= Maury Davis =

American evangelist

Maury Davis is an American evangelist and convicted murderer. Formerly, he was the senior pastor at Cornerstone Church, a megachurch in Madison, Tennessee. He was a regular figure on InFocus, a weekly religious television show broadcast regionally on Nashville NewsChannel 5 CBS Network and via satellite throughout Africa and Europe on the Faith Broadcasting Network. Davis began his religious life after a jailhouse conversion while on trial for murder.
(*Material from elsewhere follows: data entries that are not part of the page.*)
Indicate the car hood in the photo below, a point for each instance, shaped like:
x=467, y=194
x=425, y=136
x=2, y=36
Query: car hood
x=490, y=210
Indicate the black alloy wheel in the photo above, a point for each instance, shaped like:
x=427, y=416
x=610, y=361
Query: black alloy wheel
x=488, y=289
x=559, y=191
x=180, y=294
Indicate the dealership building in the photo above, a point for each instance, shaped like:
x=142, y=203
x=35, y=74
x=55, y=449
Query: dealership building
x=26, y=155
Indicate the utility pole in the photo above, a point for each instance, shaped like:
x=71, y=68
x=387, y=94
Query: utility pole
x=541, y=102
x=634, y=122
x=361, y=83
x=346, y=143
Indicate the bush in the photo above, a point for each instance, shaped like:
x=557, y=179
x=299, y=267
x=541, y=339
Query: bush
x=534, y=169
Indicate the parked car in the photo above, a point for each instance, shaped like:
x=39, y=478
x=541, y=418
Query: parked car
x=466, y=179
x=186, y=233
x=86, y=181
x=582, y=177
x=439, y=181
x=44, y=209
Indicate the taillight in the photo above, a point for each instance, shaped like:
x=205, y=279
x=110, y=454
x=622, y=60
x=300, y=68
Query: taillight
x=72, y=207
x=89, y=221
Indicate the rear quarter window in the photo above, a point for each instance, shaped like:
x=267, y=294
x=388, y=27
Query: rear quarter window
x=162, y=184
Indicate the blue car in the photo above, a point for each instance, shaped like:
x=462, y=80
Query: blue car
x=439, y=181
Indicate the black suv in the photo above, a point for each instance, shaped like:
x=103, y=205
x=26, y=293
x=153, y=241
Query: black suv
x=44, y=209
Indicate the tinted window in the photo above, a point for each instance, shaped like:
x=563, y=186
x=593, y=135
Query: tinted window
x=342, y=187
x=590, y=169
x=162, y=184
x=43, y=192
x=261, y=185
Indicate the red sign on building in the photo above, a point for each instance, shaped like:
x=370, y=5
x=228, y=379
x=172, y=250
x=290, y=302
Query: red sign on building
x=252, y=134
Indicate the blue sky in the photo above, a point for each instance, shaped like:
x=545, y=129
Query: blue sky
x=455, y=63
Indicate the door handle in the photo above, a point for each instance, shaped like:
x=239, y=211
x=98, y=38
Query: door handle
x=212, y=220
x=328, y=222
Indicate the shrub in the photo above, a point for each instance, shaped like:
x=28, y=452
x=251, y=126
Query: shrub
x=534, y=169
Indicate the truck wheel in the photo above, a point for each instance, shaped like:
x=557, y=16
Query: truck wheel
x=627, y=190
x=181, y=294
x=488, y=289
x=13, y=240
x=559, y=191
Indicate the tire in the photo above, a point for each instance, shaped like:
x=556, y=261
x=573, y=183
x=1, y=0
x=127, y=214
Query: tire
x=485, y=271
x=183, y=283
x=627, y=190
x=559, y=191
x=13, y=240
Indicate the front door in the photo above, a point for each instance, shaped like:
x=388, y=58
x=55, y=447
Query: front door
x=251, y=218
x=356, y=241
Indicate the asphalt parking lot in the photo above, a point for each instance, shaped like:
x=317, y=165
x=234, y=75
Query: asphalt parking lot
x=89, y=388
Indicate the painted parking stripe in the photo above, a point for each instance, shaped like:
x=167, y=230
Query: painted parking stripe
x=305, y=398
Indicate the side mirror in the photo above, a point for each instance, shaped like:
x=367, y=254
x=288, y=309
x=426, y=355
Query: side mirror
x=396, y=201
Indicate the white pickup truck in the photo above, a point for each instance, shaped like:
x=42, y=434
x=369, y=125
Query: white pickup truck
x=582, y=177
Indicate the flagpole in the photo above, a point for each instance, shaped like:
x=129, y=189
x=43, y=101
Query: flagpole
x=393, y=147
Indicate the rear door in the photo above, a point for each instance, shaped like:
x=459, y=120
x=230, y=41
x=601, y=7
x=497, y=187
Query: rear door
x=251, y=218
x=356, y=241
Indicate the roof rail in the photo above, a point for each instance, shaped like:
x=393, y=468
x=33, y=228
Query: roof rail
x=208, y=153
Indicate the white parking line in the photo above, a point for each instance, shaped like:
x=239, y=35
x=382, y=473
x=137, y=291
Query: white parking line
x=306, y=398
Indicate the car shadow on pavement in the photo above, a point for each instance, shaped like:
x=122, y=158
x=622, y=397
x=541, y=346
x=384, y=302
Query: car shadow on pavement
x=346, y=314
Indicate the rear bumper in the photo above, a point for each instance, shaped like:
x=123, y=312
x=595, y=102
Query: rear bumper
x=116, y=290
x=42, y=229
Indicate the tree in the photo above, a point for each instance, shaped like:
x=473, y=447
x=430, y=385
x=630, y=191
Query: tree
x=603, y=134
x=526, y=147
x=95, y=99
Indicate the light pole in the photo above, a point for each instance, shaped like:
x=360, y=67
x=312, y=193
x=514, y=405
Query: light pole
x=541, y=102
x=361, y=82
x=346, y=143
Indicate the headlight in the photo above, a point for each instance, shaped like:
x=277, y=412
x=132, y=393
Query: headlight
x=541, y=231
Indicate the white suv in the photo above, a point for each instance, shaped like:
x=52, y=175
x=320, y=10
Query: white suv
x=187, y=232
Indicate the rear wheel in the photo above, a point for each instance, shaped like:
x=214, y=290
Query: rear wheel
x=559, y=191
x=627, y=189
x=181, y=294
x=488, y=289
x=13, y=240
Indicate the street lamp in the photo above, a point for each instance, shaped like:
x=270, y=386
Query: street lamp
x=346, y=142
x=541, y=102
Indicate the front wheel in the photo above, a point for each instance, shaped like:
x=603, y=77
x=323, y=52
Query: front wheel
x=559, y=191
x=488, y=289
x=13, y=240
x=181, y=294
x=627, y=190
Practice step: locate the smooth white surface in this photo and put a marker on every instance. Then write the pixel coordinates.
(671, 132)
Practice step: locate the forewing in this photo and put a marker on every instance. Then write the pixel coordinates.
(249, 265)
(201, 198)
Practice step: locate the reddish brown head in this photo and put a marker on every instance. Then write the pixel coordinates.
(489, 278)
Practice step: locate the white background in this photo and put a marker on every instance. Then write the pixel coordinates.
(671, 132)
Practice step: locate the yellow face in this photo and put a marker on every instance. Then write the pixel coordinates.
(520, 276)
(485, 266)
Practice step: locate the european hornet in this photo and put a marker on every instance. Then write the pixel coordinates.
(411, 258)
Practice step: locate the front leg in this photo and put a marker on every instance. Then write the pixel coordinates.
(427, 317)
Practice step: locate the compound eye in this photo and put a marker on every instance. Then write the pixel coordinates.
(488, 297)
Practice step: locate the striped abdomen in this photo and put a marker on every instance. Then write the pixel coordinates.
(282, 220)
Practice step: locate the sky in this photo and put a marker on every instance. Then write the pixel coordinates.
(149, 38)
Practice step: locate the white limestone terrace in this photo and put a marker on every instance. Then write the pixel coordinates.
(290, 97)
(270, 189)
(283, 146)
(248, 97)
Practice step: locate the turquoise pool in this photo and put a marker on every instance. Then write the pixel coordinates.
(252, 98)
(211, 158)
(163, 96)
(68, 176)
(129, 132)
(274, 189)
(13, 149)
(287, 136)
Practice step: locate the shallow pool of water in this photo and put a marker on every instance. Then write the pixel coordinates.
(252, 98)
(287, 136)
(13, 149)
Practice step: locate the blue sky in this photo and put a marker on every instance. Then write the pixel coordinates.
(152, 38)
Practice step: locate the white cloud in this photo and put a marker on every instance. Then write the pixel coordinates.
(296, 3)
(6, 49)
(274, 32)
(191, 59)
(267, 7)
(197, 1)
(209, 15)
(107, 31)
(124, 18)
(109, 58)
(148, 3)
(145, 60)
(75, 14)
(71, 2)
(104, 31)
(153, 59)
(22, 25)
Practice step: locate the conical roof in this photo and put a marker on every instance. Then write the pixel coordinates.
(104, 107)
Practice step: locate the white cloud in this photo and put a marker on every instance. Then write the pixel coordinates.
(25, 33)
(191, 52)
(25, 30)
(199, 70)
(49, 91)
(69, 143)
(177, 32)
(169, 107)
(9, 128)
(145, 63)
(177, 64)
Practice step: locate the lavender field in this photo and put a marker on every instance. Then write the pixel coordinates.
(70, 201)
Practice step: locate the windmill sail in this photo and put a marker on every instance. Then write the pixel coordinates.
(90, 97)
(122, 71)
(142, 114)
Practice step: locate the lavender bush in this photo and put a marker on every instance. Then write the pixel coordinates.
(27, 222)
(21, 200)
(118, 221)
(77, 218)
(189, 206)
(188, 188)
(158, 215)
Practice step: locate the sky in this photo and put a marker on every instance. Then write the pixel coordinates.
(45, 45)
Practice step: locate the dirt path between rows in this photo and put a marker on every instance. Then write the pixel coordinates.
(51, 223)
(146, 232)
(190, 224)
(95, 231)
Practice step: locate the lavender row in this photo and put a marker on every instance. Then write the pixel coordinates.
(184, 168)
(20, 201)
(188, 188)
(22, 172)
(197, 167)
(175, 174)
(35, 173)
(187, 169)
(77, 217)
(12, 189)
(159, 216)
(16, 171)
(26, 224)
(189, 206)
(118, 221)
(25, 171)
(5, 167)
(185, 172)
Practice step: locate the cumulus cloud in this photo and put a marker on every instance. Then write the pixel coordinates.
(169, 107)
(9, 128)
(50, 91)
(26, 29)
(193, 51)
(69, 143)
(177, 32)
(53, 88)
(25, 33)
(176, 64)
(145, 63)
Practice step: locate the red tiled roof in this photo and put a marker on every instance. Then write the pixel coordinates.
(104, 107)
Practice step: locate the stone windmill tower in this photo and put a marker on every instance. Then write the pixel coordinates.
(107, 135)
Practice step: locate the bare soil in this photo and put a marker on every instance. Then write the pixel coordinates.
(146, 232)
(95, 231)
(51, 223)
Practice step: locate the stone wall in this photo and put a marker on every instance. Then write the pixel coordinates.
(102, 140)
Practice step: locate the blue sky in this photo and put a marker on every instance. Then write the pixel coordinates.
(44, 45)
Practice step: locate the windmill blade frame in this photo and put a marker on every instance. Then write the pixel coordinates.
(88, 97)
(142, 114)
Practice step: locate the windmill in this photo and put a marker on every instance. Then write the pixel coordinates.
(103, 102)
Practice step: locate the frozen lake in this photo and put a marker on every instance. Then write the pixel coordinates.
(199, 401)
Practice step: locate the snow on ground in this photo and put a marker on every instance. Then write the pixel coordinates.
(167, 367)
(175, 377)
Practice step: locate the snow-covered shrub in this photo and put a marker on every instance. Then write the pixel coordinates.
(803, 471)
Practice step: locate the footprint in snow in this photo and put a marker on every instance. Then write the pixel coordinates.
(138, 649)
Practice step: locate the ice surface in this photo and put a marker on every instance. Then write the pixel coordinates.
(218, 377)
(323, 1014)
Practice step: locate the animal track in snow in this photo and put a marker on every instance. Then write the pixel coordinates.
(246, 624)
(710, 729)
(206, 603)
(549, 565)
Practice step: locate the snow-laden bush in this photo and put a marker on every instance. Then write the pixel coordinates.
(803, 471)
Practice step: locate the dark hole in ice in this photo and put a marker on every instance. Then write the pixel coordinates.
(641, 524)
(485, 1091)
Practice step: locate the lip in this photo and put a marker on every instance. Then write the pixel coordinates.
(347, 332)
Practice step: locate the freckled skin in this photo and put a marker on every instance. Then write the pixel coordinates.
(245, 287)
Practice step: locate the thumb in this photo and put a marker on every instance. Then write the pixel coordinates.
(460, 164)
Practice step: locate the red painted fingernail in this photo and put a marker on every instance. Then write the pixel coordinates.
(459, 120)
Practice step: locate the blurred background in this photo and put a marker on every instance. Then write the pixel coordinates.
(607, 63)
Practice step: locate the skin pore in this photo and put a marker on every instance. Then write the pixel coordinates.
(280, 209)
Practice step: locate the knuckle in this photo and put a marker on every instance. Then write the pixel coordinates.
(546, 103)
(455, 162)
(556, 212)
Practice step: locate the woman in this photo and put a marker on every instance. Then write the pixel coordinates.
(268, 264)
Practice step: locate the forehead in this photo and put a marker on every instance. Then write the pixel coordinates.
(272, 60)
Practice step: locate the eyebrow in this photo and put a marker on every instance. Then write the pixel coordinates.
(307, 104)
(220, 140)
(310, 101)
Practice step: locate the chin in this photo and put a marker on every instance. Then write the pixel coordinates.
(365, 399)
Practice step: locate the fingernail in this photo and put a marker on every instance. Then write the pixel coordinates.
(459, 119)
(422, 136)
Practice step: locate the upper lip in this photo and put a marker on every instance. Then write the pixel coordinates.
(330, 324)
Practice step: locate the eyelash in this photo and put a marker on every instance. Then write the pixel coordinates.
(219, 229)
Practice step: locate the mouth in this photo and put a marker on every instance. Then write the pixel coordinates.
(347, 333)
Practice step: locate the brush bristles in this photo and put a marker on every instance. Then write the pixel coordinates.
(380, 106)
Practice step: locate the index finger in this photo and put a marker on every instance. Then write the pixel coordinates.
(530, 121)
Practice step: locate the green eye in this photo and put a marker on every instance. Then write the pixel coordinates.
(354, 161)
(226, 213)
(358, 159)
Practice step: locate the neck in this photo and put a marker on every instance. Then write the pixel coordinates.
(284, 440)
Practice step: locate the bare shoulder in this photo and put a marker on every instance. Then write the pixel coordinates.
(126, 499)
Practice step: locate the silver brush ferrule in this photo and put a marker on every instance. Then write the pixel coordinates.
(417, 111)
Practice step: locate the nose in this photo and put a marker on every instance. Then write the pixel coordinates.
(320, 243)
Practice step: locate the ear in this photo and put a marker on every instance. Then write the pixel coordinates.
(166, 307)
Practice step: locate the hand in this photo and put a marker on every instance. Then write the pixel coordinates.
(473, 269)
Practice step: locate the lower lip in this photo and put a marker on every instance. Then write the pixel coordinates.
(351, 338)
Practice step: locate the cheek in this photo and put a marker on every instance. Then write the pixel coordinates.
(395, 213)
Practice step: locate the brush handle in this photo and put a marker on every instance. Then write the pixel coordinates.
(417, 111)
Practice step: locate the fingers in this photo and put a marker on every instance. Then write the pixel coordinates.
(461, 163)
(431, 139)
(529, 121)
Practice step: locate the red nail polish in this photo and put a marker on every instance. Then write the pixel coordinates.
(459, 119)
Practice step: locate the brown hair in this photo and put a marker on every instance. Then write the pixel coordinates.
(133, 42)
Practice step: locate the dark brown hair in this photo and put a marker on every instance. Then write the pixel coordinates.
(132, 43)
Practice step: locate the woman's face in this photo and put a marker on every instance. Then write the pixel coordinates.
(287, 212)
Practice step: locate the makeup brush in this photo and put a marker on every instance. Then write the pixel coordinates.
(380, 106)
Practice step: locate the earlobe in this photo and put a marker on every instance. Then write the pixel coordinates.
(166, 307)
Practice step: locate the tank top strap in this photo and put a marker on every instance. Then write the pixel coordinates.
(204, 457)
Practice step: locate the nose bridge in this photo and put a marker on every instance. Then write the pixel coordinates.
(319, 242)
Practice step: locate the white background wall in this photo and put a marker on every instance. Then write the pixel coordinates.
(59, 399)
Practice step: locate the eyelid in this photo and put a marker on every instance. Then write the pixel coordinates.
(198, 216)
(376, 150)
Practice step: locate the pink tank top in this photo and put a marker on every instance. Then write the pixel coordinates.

== Killing of Jo Ella Liles ==
On January 27, 1975, when Davis was 18 years old, he stabbed and nearly decapitated Jo Ella Liles, a 54-year old Sunday school teacher. Davis claimed to have had a jailhouse conversion while on trial for her death. Prosecutors were set on putting him to either the electric chair or life in prison. He blamed the killing on insanity, drug use, and the devil, and was eventually found guilty of manslaughter, which carried a maximum sentence of 20 years. While in prison, he began preaching to other prisoners. He ultimately served eight-and-a-half years before being released because of a combination of overcrowding and good behavior.

== Career ==
In 1991, Davis and his wife intended to start a church in Nashville, Tennessee. Rather than pioneering a new start-up church, he was elected as Senior Pastor of a 200-member congregation in the suburbs of the city. After 25 years, he grew the church to almost 5,000 members. Having retired from active involvement he now serves as a public speaker, church consultant, and life coach.

== Personal life ==
Davis has been married since 1985 to his wife Gail who he met at his church in Irving, where she was the pianist. In 1986, they became the parents of triplets, and in 1994 their son was born. They have six grandchildren, a girl and five boys.